In this study, mean scores of depression inventory and state trait anxiety inventory for children and adolescents with Coeliac disease were not different when compared with scores of healthy children and adolescents. This might be due to early diagnosis and early, pre-adolescence onset of gluten free diet implementation. It can be argued that early implementation of gluten free diet might have a protective effect on future depression and anxiety disorders. At the same time, good compliance of almost all of the children and adolescents with Coeliac disease to diet might be a reason for the lack of difference of anxiety and depression levels between children and adolescents with Coeliac disease and control group.
On the other hand, former studies reported that depression and disruptive behavior disorders were more common in adolescents with Coeliac disease particularly before gluten free diet and that in some patients psychiatric symptoms recovered after treatment (34). Increased rate of depression and disruptive behavior disorders in adolescents with Coeliac disease might be consistent with the hypothesis that central serotonergic functioning is impaired in Coeliac disease. However, this mechanism is not clear, yet (28).
In this study, results indicated that children and adolescents with Coeliac disease did not have a problem in terms of physical health related quality of life, but that they have impaired psychosocial health and overall quality of life when compared with healthy children and adolescents. Gluten-free products are not very easily accessible and common particularly in Turkey and very restricted presence of products suitable for children and adolescents with Coeliac disease might lead to decreased psychosocial quality of life. In a study with 133 children between 8-16 years of age and adolescents with Coeliac disease, there was only borderline difference in quality of life in treated children and adolescents with Coeliac disease and it was argued that this lack of significant difference might be due to treatment (35).

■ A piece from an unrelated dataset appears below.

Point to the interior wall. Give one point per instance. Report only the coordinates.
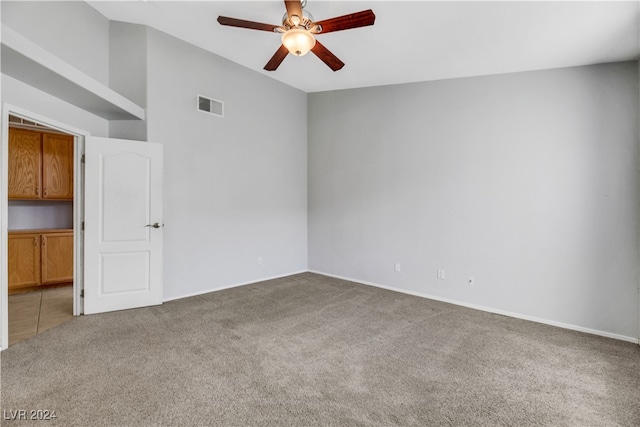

Like all studies, there were some limitations of the present study. First, lack of clinical assessment regarding psychiatric disorders and small sample size, and second, the selection of the sample among patients who applied to hospital made it difficult to generalize the findings.
Results indicated that children and adolescents with Coeliac disease were negatively affected in terms of psychological and social quality of life during their struggle with a chronic disease. Decreased quality of life can be associated with dietary restrictions and it is important to make products suitable for the diets of children and adolescents with Coeliac disease are more readily and commonly available. Child psychiatrists must be in the treatment team of children and adolescents with Coeliac disease to help these patients solve their psychological and social problems. In order to define the psychiatric disorders accompanying Coeliac disease and the mechanism of these disorders, prospective follow-up studies with bigger sample sizes using structured clinical interviews are necessary.